Other comments express a point of view in favor of gay marriage, without discussing article 68:
Todas la sparejas que se casan tienen hijos?
Alguien le prohibe a una pareja heterosexual que sea infertil casarse?
(Do all married couples have children? Who prohibits marriage to infertile heterosexual couples?)
Yet some other comments contain reasoned suggestions on amendments to the articles in the Draft Constitution. For those who can read Spanish:
En el ARTÍCULO 22, se habla de un aspecto esencial.
“El Estado regula que no exista concentración de la propiedad en personas naturales o jurídicas no estatales, a fin de preservar los límites compatibles con los valores socialistas de equidad y justicia social.”
Yo vi en los debates, como se defendió la no concentración de la propiedad por sobre la riqueza y aprovecho para compartir mi criterio:
No creo que se pueda pretender regular la concentración de la propiedad a menos que esté mal empleado el término. En ocasiones se utiliza el término “propiedades” para denominar los bienes (sobre todo acciones, inmuebles, tierras, recursos y medios de producción) y esto puede traer confusión.
En términos jurídicos, la propiedad es el derecho que, conforme a la ley, se tiene de disponer de la riqueza que se posea. Por tanto lo que se puede regular es la concentración de la riqueza, no de la propiedad.
En los debates también vi una defensa a la concentración de la riqueza “bien habida” o lo que es lo mismo, legal. Pero ojo, que la riqueza sea legal no implica que sea justa. La situación económica que atraviesa el país, no permite que hoy exista una redistribución justa de la riqueza. De hecho se crea muy poca y la que hay, se redistribuye mediante los servicios y de manera menos visible, por la costumbre, mediante los programas sociales de la Revolución. Por eso, sigue acumulando más riqueza hoy un intermediario que un productor, un taxista que un médico, un científico o un ingeniero, un arrendador de vivienda que un maestro o un ministro, etc., etc. Es legal, pero no es justo. Y no puede haber concentración de riqueza equitativa y justa, hasta que no esté derecha la famosa pirámide.
Por eso, es necesario regular la concentración de la riqueza y redistribuirla. Hoy las leyes buscan regular la concentración de esas mal llamadas propiedades (acciones, inmuebles, tierras, recursos y medios de producción), por lo que el que acumula riquezas, lo hace, sobre todo, a expensas de la acumulación de dinero. Dinero que se devalúa y volatiliza y el que lo tiene, trata de preservarlo a toda costa.
El dinero también genera poder y ese poder en las manos no adecuadas, corrompe y degrada los valores de equidad y justicia social por los que hemos luchado y queremos preservar para nuestros hijos.

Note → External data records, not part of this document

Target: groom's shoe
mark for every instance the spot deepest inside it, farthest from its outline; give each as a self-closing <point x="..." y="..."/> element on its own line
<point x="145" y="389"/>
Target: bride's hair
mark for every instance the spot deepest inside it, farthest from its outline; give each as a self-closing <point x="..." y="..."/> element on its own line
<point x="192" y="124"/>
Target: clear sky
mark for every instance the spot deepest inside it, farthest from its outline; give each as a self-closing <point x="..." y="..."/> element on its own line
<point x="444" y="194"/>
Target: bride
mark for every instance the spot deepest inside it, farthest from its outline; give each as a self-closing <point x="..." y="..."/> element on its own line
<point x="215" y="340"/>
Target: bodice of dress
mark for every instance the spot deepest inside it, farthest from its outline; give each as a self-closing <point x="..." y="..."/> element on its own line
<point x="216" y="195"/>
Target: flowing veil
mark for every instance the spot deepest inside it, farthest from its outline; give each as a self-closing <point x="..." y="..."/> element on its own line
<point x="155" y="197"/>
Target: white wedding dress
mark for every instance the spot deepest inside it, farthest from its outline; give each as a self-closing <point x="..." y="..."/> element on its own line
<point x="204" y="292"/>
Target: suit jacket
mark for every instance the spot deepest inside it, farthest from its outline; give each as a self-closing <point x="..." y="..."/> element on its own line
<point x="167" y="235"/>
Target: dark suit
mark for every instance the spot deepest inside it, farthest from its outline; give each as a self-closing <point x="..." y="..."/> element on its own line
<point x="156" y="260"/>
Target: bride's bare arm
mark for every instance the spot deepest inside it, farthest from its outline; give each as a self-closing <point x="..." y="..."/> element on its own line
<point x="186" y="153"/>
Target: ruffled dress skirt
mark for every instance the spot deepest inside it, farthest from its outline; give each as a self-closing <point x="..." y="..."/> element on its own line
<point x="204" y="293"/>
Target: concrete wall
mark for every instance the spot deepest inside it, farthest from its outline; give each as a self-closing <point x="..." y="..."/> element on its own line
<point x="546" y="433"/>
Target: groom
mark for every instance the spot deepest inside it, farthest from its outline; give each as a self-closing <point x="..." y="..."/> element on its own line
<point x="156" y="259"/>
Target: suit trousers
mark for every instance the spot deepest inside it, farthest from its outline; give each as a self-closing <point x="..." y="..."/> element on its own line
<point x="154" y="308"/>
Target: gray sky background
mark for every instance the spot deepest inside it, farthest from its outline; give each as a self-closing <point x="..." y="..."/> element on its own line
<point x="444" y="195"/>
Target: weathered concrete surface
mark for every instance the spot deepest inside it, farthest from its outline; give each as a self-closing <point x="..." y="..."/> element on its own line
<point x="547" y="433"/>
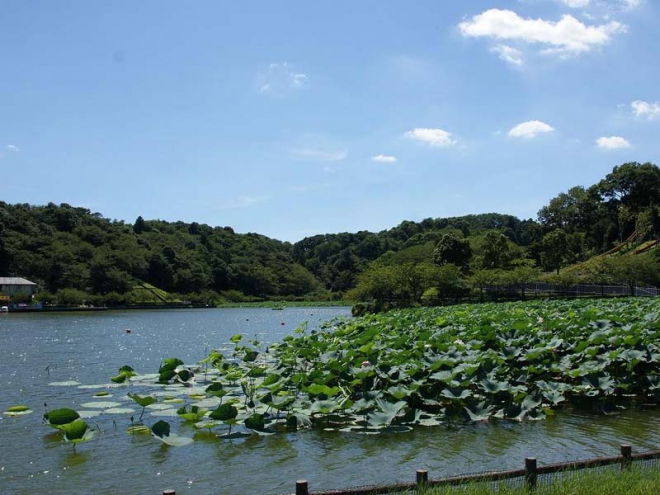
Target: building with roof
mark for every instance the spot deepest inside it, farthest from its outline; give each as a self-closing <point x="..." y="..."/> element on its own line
<point x="15" y="285"/>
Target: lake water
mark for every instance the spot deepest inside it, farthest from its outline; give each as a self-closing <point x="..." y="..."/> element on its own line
<point x="37" y="350"/>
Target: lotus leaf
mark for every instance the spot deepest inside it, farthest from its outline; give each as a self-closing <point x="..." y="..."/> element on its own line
<point x="224" y="412"/>
<point x="59" y="417"/>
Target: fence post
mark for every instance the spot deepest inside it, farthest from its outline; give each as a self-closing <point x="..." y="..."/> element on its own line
<point x="626" y="457"/>
<point x="422" y="478"/>
<point x="530" y="472"/>
<point x="302" y="487"/>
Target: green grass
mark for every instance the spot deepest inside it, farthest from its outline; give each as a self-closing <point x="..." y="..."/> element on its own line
<point x="637" y="481"/>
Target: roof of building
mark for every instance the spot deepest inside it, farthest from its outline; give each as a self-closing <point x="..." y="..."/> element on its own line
<point x="15" y="281"/>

Por eso, esto no puede ser una letra muerta en nuestra constitución. La acumulación de riqueza es justa, sólo cuando se distribuye equitativamente (a cada cual según el trabajo que aporta y a cada cual según la capacidad que tenga para crear más riqueza para todos) y hay que regularla, de lo contrario, estamos alimentando la semilla de una clase capitalista que destruirá nuestras conquistas.
Por tanto, propongo modificar el texto del ARTÍCULO 22 y cambiar “El Estado regula que no exista concentración de la propiedad…” por “El Estado regula la concentración de la riqueza…”
Leaving aside off topics and irrelevant comments, one may speculate that comments as the ones above may be similar in content, tone and language to the comments one may hear at any of the 135,000 consultative meetings. But, this is only a mere hypothesis.